Today I went to hear Bruce Wagman speak on the subject of "Many Species of Animal Law" at ASU's Sandra Day O'Connor College of Law.  Wagman, an attorney with Schiff Hardin who is also an outside litigator for the Animal Legal Defense Fund, has litigated cases involving animals for 18 years, written a case book on animal law, and teaches animal law courses at several law schools as an adjunct faculty member.  He was introduced by ASU Law School Dean Paul Berman and Arizona Court of Appeals Judge Pat Norris.

Wagman began by defining "animal law" as any law where the status of an animal matters--psychological, biological, welfare, etc. status of the animal, as opposed to its value as property.  He suggested that animal law attorneys "may be the only lawyers on earth whose clients are all innocent."
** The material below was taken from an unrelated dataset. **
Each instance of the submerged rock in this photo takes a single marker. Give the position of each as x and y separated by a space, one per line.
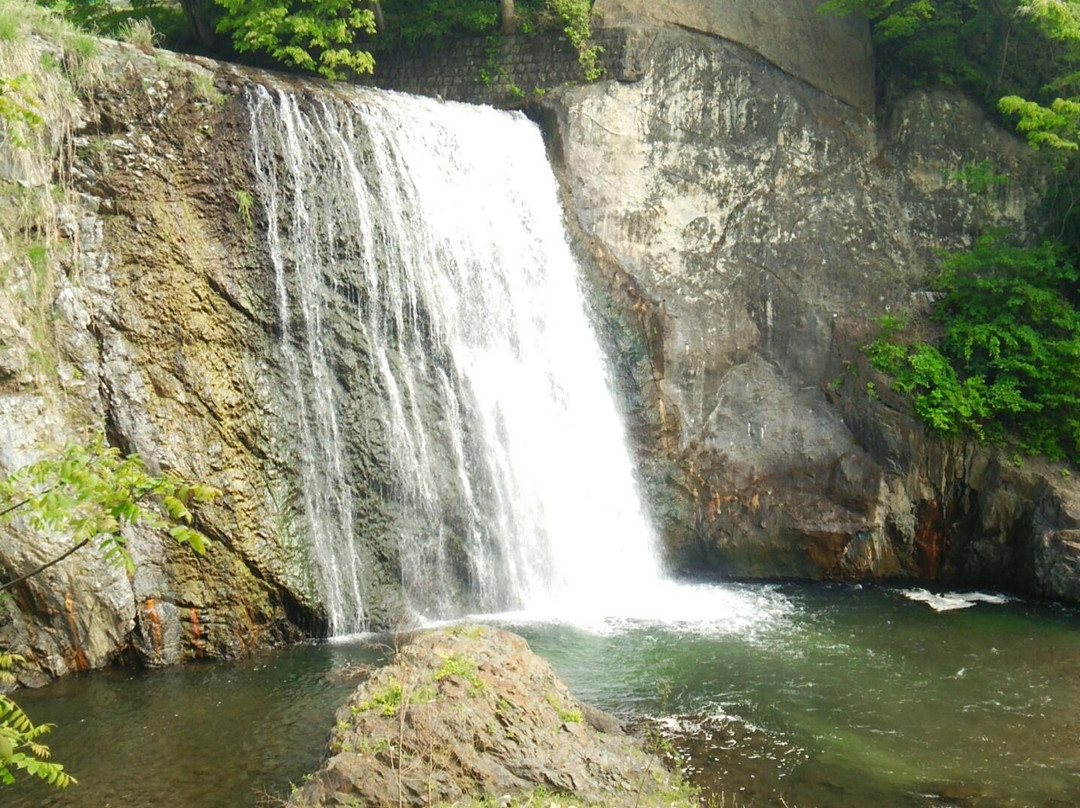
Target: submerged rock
471 713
He divided his talk up into multiple "species" of animal law.

Species 1: Companion Animal Issues

He said this makes up the majority of his cases, and includes injuries by or to animals, including veterinary malpractice.  The challenge is to get courts to recognize that animals are not merely property, since historically companion animals have been viewed as property with low or even zero market value.  In cases where an animal is injured or killed, the market value doesn't recognize the interests of the animal or other kinds of value that companion animals give.  Under the American Law Institute's Restatements of the Law, however, there is a notion of "special property" (or "peculiar property" in California's statutes) which allows quantification of other kinds of worth to an animal owner, for instance if the animal is a therapy dog.  There are no emotional stress damages available.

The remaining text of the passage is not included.